The Last TycoonJun 8, 2016 | 0 comments
Death by Dixie isn’t just a record; it’s a reckoning. The new album from The Last Tycoon, the Americana project of Atlanta-based songwriter John Gladwin, reflects on what it means to be Southern in the 21st century; it explores how old wounds, harboring just below the surface, are faced in the New South.
Produced by Jim White and Michael Rinne, Death By Dixie is released May 19th on Silent Kino Records. Amidst the boom of the contemporary Americana scene, Death by Dixie stands out in its refusal to romanticize. “A lot of artists sing about a two-dimensional, cartoon version of the South”, says Rinne. “John is determined to capture the real thing in his writing.”
The title track, for instance, comes from the idea of the South as a work in progress. Gladwin explains, “The modern city of Atlanta is a metropolis inconceivable 100 years ago. And yet, the city faces so many of the same issues it did a century ago.” Instead of running from that tension, he chooses to embrace it. “I want to sing about the South I actually live in—a place that is both progressing to new heights and struggling to shake off its complicated past.”
Even though Gladwin was raised in small town Arkansas, The Last Tycoon was born 6,000 miles from Dixieland. As the American economy crashed and burned in 2009 and a new depression loomed over the country, he moved to Stockholm, Sweden. “This sound and style grew out of playing to roomfuls of Europeans, who expected a certain stereotype when I told them where I was from – so I started to play with expectations and conventions.”

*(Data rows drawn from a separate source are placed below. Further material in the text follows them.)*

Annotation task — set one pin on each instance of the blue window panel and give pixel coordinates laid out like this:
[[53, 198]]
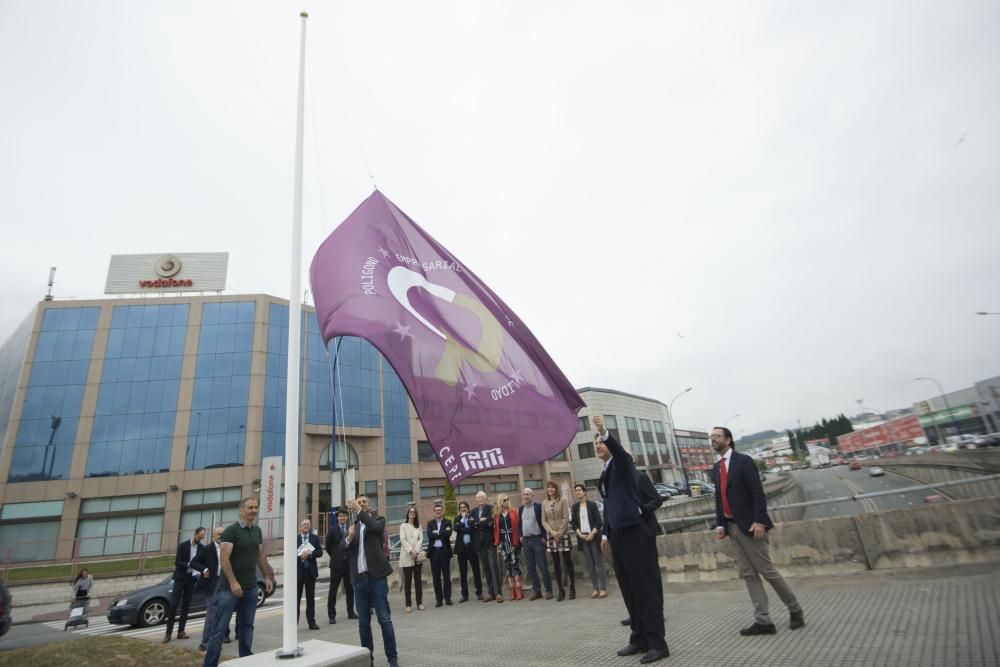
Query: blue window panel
[[210, 313]]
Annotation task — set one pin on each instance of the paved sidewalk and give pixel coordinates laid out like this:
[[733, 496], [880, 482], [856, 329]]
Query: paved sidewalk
[[907, 618]]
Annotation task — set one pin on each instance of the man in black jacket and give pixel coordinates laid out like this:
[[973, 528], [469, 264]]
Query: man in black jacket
[[336, 547], [633, 547], [209, 564], [741, 514], [309, 550], [370, 571], [184, 580], [439, 554]]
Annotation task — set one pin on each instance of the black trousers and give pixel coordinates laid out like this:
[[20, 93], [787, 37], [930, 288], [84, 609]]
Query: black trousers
[[441, 569], [308, 583], [180, 594], [488, 564], [336, 578], [465, 559], [633, 552]]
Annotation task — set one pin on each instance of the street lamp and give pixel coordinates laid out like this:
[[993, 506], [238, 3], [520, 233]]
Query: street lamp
[[947, 405], [673, 432]]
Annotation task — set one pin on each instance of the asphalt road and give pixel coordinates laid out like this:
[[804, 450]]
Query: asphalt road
[[839, 481]]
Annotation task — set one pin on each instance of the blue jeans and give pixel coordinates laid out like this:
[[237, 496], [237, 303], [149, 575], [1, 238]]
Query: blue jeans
[[370, 593], [225, 604], [533, 549]]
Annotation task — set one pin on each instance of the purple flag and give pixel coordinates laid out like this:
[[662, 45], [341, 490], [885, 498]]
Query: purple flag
[[486, 392]]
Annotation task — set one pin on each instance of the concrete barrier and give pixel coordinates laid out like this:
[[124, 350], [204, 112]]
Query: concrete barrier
[[965, 531]]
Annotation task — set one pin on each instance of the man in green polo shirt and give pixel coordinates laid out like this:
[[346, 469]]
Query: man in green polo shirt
[[242, 554]]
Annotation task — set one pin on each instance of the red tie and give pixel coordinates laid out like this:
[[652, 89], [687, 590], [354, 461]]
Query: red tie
[[722, 482]]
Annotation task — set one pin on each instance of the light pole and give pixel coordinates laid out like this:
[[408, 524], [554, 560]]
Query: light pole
[[947, 405], [673, 432]]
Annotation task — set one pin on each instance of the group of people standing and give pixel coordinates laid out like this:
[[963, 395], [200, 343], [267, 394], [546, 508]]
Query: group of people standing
[[504, 542]]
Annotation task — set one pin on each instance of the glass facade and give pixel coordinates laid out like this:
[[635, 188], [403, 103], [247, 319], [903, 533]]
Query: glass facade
[[397, 417], [137, 401], [217, 430], [12, 355], [43, 447]]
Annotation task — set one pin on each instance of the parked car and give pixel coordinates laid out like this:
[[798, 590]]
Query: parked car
[[148, 606]]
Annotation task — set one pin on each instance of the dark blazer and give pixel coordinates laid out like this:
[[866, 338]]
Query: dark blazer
[[183, 560], [308, 567], [460, 532], [207, 559], [445, 535], [650, 501], [619, 487], [745, 494], [593, 517], [482, 531], [336, 546], [378, 564]]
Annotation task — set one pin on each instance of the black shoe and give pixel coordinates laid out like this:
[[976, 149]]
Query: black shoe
[[654, 655], [630, 649], [759, 629]]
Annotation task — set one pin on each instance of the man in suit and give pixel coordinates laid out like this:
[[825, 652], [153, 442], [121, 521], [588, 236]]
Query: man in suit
[[467, 556], [741, 515], [370, 572], [209, 563], [633, 548], [649, 501], [309, 550], [336, 547], [439, 553], [482, 544], [533, 545], [184, 580]]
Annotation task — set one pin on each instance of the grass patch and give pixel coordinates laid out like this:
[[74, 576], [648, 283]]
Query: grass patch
[[100, 652], [44, 573]]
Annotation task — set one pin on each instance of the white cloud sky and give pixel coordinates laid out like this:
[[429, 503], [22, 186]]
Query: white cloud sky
[[783, 184]]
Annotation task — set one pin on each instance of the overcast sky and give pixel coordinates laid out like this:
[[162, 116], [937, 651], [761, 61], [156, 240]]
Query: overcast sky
[[788, 208]]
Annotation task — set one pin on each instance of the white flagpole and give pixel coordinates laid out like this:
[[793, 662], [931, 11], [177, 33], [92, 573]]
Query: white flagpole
[[289, 647]]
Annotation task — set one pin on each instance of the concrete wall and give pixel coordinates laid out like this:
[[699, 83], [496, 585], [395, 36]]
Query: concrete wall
[[949, 533], [946, 467]]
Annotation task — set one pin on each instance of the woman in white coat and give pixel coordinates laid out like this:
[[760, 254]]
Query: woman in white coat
[[411, 542]]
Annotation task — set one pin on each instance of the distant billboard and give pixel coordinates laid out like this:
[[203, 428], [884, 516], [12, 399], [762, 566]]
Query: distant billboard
[[182, 272]]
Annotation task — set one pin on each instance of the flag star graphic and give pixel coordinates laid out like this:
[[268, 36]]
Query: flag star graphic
[[403, 331]]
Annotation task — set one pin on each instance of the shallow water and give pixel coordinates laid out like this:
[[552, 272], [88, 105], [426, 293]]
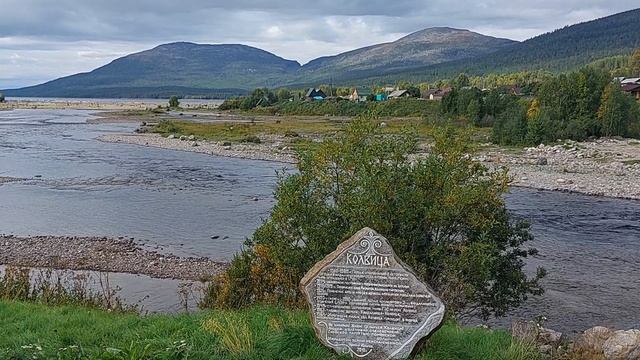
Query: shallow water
[[179, 200], [81, 186]]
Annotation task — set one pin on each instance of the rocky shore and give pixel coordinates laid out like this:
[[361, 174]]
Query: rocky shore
[[272, 148], [102, 254], [602, 167]]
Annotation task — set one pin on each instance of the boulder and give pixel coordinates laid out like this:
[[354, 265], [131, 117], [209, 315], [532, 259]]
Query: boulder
[[622, 345], [542, 161], [592, 340]]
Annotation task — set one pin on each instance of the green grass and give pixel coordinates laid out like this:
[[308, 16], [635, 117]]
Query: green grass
[[32, 331]]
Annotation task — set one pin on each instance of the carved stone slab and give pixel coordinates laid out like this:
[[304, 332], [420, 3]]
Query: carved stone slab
[[367, 303]]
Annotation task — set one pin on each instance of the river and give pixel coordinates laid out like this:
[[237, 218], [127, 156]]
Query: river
[[194, 204]]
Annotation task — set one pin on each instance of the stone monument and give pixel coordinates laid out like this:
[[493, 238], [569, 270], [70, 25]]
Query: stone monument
[[367, 303]]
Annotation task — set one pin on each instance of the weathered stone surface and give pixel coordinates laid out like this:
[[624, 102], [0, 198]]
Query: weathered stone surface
[[367, 303], [622, 345], [592, 340]]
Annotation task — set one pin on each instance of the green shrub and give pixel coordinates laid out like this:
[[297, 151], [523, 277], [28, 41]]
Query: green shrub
[[251, 139], [443, 214], [174, 102]]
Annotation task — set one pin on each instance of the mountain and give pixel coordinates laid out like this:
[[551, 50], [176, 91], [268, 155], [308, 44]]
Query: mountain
[[561, 50], [419, 49], [435, 53], [227, 70], [176, 68]]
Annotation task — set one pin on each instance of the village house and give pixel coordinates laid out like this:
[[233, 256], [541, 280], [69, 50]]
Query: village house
[[633, 89], [630, 86], [315, 94], [396, 94], [435, 94]]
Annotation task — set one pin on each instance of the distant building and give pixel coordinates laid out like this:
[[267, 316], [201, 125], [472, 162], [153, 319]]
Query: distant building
[[435, 94], [354, 95], [633, 89], [315, 94], [396, 94], [626, 81]]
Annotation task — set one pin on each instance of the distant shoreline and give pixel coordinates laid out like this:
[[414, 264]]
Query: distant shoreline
[[592, 168], [102, 254]]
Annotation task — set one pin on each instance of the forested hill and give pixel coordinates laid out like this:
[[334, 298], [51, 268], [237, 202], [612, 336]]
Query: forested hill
[[177, 68], [426, 47], [561, 50]]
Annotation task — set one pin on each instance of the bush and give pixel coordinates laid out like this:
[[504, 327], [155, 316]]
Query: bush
[[174, 102], [443, 214], [251, 139]]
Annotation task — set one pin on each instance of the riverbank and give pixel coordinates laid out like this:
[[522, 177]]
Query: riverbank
[[603, 167], [271, 148], [74, 332], [102, 254]]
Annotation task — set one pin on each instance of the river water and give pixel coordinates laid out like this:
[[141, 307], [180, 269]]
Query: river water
[[177, 201]]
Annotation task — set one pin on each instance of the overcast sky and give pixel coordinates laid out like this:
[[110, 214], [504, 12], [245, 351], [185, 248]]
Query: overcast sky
[[42, 39]]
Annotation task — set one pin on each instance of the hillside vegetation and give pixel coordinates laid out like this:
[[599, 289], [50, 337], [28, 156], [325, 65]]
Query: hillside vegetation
[[32, 331]]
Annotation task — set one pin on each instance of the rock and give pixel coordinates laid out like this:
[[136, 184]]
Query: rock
[[549, 337], [592, 340], [525, 331], [623, 345], [541, 161]]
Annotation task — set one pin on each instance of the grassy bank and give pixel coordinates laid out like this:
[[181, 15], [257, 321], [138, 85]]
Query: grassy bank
[[390, 108], [32, 331]]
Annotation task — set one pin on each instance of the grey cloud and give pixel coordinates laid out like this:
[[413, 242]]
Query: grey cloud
[[68, 36]]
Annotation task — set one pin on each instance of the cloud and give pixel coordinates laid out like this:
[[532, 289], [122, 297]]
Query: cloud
[[53, 39]]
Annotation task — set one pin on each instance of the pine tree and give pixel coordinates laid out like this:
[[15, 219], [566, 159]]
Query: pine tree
[[614, 111], [634, 64]]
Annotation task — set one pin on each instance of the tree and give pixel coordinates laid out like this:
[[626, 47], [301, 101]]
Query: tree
[[413, 91], [174, 102], [510, 127], [614, 111], [443, 213], [284, 94], [634, 64], [462, 80]]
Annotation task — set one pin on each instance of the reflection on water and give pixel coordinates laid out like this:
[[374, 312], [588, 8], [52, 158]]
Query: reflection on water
[[80, 186], [181, 200]]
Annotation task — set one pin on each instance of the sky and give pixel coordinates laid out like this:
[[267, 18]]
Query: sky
[[41, 40]]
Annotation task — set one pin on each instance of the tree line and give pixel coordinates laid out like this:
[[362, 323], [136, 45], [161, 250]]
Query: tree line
[[582, 104]]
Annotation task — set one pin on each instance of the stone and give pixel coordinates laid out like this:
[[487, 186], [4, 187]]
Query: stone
[[542, 161], [367, 303], [592, 340], [622, 345]]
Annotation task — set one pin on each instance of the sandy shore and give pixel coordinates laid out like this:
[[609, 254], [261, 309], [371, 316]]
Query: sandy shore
[[273, 148], [7, 179], [603, 167], [102, 254]]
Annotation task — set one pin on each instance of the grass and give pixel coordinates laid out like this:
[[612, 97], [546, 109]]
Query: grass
[[36, 331]]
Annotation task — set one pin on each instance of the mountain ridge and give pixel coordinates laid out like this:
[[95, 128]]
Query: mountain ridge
[[433, 53]]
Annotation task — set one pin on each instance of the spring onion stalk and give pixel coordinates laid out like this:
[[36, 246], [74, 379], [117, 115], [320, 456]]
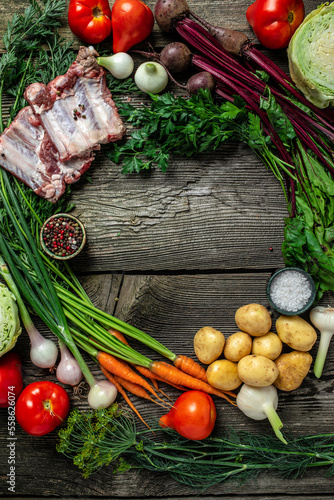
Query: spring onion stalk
[[53, 314], [43, 352], [99, 337], [68, 370], [260, 403], [75, 303], [120, 65], [323, 319], [151, 77]]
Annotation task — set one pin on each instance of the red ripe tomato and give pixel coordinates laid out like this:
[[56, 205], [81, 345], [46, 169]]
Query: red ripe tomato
[[90, 20], [275, 21], [11, 383], [193, 415], [41, 407], [132, 22]]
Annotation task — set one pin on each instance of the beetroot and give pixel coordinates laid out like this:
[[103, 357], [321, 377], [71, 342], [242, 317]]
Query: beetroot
[[169, 12], [176, 57]]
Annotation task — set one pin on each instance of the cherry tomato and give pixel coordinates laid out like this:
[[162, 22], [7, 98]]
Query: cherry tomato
[[41, 407], [193, 415], [11, 383], [90, 20]]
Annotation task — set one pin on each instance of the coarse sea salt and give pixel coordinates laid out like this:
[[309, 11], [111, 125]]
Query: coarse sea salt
[[290, 291]]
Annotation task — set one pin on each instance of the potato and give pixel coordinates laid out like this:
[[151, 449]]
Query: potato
[[292, 367], [253, 319], [237, 346], [223, 375], [257, 371], [296, 332], [208, 344], [269, 345]]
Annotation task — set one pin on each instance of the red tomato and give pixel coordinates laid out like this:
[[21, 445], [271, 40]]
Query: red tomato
[[132, 22], [90, 20], [11, 383], [275, 21], [41, 407], [193, 415]]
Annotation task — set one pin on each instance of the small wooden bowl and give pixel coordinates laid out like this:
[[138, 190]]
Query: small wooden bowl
[[58, 229]]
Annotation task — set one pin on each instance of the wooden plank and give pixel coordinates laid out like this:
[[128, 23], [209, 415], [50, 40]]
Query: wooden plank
[[172, 309], [201, 214]]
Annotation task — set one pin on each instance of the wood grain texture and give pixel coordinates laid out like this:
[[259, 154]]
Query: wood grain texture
[[170, 253]]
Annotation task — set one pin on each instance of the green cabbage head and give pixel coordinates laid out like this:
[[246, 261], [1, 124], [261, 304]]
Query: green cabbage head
[[10, 327], [311, 56]]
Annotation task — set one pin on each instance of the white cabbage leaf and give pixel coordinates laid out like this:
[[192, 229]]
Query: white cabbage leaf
[[311, 56]]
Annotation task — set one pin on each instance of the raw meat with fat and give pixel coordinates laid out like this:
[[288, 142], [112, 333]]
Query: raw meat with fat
[[27, 152], [51, 143], [76, 109]]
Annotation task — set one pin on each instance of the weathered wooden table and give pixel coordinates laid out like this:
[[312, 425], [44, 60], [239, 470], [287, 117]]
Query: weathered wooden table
[[170, 253]]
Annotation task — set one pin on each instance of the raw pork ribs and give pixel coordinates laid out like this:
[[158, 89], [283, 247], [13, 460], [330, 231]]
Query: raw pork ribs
[[52, 141]]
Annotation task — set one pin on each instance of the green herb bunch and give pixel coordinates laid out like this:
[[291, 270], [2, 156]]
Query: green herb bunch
[[102, 437]]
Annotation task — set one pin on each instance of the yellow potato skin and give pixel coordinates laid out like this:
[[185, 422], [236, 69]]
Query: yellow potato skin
[[253, 319], [296, 332], [208, 344], [237, 346], [292, 367], [269, 345], [223, 375], [257, 371]]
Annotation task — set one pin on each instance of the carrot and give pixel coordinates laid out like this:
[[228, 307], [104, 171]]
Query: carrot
[[152, 376], [123, 370], [191, 367], [123, 393], [173, 375], [135, 389], [143, 371], [183, 363]]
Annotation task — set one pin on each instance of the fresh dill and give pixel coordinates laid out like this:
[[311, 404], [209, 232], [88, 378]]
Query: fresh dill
[[97, 438]]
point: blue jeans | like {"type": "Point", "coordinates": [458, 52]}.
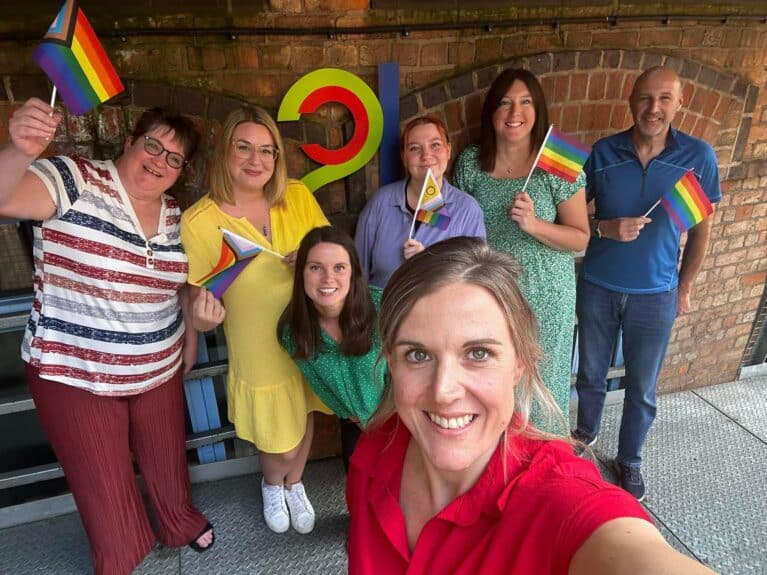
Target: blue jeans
{"type": "Point", "coordinates": [646, 320]}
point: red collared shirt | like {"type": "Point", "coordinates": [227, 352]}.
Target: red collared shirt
{"type": "Point", "coordinates": [532, 522]}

The Last Tycoon became a way to explore his Southern roots from half a world away. Moving from a conservative Southern town to Socialist Stockholm encouraged him to explore more political songwriting. Written in the vein of Woody Guthrie, songs like “Jesus Christ, Union Man” came directly from living in Sweden. It’s a song that’s part Southern Gospel hymn and part Swedish Labor anthem.
After several years in Stockholm, Gladwin chose his Southern roots over expatriatism and relocated to Georgia. After recording Death by Dixie in Nashville with Rinne, engineer Anderson East, and young Nashville musicians like Spencer Cullum Jr. (Steelism, Miranda Lambert), Gladwin teamed up with Jim White to create the cinematic layers of tension he wanted for this record. A songwriter known for his work with David Byrne and Aimee Mann as well as his acclaimed BBC documentary Searching for the Wrong Eyed Jesus, White was the perfect partner for this. Working in his country house outside of Athens, Georgia, White transformed the sound of Death By Dixie with his unconventional production techniques. Using hammers, gas cans and kids’ toys, together they created a sound that evoked the haunting, visceral images of the lyrics.
“It was incredibly freeing. We completely transformed the original tracks recorded in Nashville. We talked more about characters and films than solos and techniques—more Travis Bickle than Travis Tritt.” Then returning to Nashville with Rinne and East, they put the songs back together—now with a whole new life.
Death by Dixie is released May 19th via Silent Kino Records.